• Eric M Russell - Wednesday, February 14, 2018 7:17 AM

    aureolin - Friday, February 9, 2018 10:37 AM

    We're in the process of a data migration from one LOB tool to another over this weekend. Part of the migration is moving just under a terabyte's worth of documents from files on disk to blobs in a database (SQL 2014). The destination system is a locally hosted VM with enough disk space on one data "disk drive", but I'm looking for recommendations on how to architect the destination database. Considerations are ease of management, ease of taking backups, etc. FWIW, the individual files are generally small, many are one to two page .PDF files. Yes, I do know this is last minute, but this is my only chance to "get it right" from the start.

    Suggestions, comments, advice all welcome.

    Steve G.
    County of San Luis Obispo

    Why is it considered important to migrate the documents to a database?
    You're moving the documents from cheaper storage that is already optimized for files to more expensive database optimized storage, and all those BLOB pages will waste memory, data space, and transaction log space that could be put to better use for tables and indexing.
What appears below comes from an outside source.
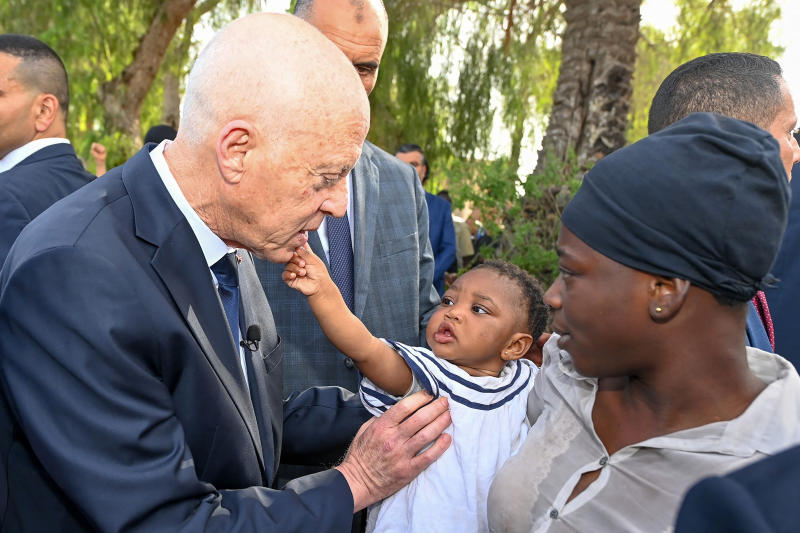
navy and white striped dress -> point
(489, 425)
    Backups.  Security.  Audit.

    To expand slightly on this,
    Backups.
        we had a similar situation where we had x million critical documents held on a filestore.  Backups took, due to the sheer number of documents, 4+ days.  Recovery Point of this type of document, meaning a potential loss of a week's worth of data, certainly caught the attention of the board when this was explained.  Log backups every 5 minutes made them rather happier.

    Security.
        adding effective security to a filestore of this size and complexity is rather more challenging than controlling access to a database storage system.  If your document store contains any personally identifiable or commercially sensitive information you absolutely have to make sure access to this information is effectively controlled.  No excuses.

    Audit.
        as above.  If all this stuff is dumped on a disk, where's your audit trail?  Who changed what, and when, and why?  Who searched documents (and this is clearly easier in a properly structured database than a data jumble sale), for people, by what criteria.  Who viewed data? 

    In the new system the 25 million + documents are fully secured.  All activity; creation, position in document lifecycle, reads, updates are logged.  Documents are immutable - if you make a change, even changing just the date from the 12th to the 11th, both versions, with history are stored - no idea how you'd do this on a shared drive and effectively control it auditably - which is actually critical in many situations and legally required in a hell of a lot.  Partitioning of the documents by date also makes management easier, particularly as the database grows.  Hitting the limit on your partition on a single SAN location could prove a maintenance nightmare in terms of storage and potential app changes if not very, very carefully planned up front.  I can put my partitions wherever I want as long as I tell SQL Server.  The app is obviously totally blind to that.

    I'm a DBA.
    I'm not paid to solve problems. I'm paid to prevent them.